OK... Now most RAW images are 8 bits deep... jpg images for example. RAW images can be much deeper and PSCC allows us to dig into either 8, 16, or 32 bit deep surfaces. Here I chose 16 bits which allowed me to pull out those vivid yellows and see the flashes of green and blue? Hence while details are blurred, the color glimmers add an illusion of sharpness to the image.

Then here in (2)...

Street Worker

I wondered how a grab shot of a Viennese beggar might work when rendered as an impressionist painting. The lighting was viciously contrasty on a Viennese mid-day in August. I'm not at all happy with the result. I opted to leave the blue cast of the shadows, perhaps removing it might enhance the overall impact, but it just appears gimmicky and forced to me.  

In (3)...

Lineup

So I decided to combine HDR with heavy texture to play with the wonderful human shapes lined up to refill their water bottles in downtown Vienna. The skin tones are perfect, and the shadows invited the texturing revealing suggestive detail and glimmers of color. Here I think that HDR will allow a lot of conceptual narrative. But this particular meaningless image was ready for the trash yet it provided a good chance to even out a harshly high contrast moment where the figures were in full sunlight and background in shadow. Oddly, as I look at it there seems to be a Norman Rockwell something wafting from this image. Y'think?

Now (4)....

265

Here the spooky colors of HDR totally pop. I could have muted those blues in particular but their drama seemed too dramatic to overlook. Notice the depth of field (DOF) here in the early morning sun (all images were hand-held) allowing for a smaller lens opening while utilizing a higher shutter speed. Thus the image is sharp while DOF is dramatically deep. You can easily peer down the street. There's really no value to me beyond craft in this image... It makes no comment beyond those that the building's owners might enjoy. Still it is high-craft thanks to the ability HDR allows for digging into highlights... Look at the sun and  window reflections while revealing the detail I wanted (note the area beneath the  under-hang under the number 265). 

Now here's (5)...


Maybe A Church?


Crunchy? U-huh. this one of those typical church-like buildings which seem to pock the streets of European cities. It may not even be a church steeple, perhaps a library? Regardless, it's pretty, but says little more to me. However there's a postcard attractiveness that sucked in my lens. Here I experimented with the Edge Glow and Edges Strength sliders in PSCC-Pro. Which results in a crispy-pop to details. I can sand my nails on the texture in this image. To what effect? The image is pretty without meaning and the effect's reduced its underlying charm. However it does show the power of PSCC-pro to inflate the edges of knife-like details. I can imagine using it sparingly in some images to create a purposeful distraction. I also almost completely removed all shadows from this mostly back-lit tower which also makes my brain say... "Whu?" It's a terrible fake, useful only when I might want to create a terrible fake to make a statement. And again, particularly in the blues, the colors are, well, creepy, don't you think?
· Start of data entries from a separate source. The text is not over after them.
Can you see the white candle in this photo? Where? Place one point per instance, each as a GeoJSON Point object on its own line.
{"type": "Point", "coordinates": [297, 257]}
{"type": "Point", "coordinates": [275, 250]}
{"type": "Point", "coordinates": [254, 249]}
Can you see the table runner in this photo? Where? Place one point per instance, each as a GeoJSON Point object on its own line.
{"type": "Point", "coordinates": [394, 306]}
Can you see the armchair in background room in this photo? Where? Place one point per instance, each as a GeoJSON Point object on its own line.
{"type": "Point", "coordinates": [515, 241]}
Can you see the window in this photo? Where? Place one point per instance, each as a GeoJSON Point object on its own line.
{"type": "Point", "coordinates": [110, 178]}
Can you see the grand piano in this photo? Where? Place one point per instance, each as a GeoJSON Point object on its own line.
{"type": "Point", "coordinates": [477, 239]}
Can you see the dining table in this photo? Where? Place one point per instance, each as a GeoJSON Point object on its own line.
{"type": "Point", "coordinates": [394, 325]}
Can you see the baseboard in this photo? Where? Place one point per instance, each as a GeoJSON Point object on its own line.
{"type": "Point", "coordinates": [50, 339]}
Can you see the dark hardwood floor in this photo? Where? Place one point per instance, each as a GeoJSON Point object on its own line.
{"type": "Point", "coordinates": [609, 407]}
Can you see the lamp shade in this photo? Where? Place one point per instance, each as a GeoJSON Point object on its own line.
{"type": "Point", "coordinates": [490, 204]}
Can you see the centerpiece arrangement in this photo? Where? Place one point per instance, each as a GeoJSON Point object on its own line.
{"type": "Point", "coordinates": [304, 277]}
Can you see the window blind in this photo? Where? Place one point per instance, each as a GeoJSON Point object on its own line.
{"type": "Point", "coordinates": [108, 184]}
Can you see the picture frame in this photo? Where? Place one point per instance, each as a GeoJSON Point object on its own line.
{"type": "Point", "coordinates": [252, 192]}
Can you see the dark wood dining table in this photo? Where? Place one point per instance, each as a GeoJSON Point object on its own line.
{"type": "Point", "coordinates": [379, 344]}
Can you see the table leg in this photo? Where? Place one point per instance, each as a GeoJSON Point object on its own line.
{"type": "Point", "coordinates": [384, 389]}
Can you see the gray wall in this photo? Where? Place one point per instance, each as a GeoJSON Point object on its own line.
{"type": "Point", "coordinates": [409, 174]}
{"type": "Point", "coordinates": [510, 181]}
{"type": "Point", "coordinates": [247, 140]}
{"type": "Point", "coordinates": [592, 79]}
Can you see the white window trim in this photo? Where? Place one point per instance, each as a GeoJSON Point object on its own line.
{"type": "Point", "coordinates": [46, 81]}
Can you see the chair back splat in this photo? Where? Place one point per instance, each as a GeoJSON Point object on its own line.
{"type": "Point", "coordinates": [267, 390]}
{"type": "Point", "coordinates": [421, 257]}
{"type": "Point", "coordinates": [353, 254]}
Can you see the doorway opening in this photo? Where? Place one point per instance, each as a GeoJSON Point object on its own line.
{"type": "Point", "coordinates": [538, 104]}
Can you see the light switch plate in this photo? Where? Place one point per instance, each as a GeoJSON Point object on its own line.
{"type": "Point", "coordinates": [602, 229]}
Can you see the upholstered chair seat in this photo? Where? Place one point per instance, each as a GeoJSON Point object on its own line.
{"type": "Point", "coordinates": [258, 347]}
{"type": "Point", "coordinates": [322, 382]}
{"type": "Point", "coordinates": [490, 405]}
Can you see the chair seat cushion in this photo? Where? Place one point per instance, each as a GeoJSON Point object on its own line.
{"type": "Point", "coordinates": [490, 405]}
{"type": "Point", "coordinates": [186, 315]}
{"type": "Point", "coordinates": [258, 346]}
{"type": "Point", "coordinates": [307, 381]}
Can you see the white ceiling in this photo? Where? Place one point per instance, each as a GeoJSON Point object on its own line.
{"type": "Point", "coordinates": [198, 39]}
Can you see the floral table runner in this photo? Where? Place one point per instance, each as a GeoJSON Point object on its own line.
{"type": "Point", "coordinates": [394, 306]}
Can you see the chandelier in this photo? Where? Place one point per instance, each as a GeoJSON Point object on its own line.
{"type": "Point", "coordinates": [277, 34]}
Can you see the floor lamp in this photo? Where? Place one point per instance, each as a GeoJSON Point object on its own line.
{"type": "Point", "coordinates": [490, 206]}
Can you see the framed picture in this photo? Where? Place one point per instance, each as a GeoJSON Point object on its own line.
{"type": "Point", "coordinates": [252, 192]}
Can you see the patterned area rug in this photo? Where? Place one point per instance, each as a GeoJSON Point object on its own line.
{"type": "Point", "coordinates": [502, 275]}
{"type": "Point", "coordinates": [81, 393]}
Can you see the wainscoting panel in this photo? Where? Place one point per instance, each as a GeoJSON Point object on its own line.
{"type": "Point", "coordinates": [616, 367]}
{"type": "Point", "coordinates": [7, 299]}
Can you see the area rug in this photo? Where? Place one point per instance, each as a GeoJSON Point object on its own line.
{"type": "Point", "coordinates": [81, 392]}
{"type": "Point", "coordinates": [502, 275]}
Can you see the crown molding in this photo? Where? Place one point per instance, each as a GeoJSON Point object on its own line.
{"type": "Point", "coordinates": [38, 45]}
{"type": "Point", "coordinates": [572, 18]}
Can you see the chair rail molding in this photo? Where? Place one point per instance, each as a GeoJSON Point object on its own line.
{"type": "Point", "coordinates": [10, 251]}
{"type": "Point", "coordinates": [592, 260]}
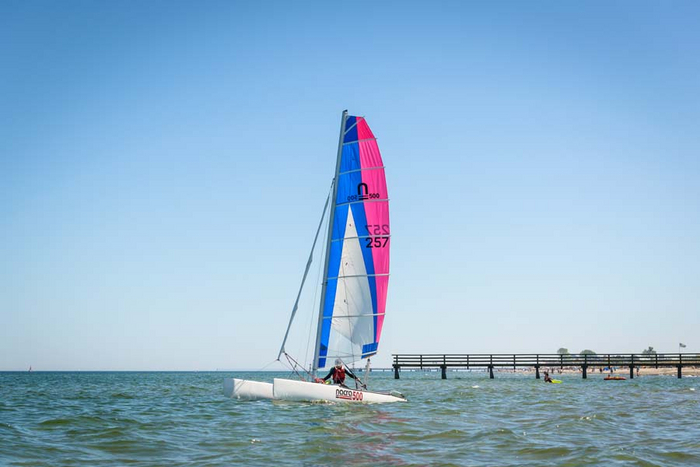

Now lettuce look at (6)...

He's Eyeing Me!

Here the intention was to go surreal with a surreal Viennese billboard. In monochrome which I'd then selectively recolor by hand. Okay... technically it works, but it's a podge of purposelessness. Hey, everything doesn't sear into deep meaning, okay? ūüė• However I got a lot more of that crunchiness in the grass and the horizontal slats in the upper right than intended. Apparently the edge sliders are considerably more powerful than they appear when working in PSCHD-Pro. Moreover the colors I chose are even creepier than the stuff that comes out of HD. Ugh! But the tonal map here is generally more believable and coming under better control.

Which brings me to (7)...
TWA? What's That?

Better. The idea was to create a travel poster for the Teeming River Cruises. Have you ever seen the classic TWA travel posters? They generally depicted paintings of  high-key iconic scenes from far-away places that hung behind the desks of travel agents. Here was my first chance to intentionally exaggerate the edge slider power in PSCC HDR-Pro. See how there's a white fringe around the edges? While I deleted some where it was most distracting, I emphasized it in this image then processed it through Alien Skin's SnapArt 3's oil painting filter. 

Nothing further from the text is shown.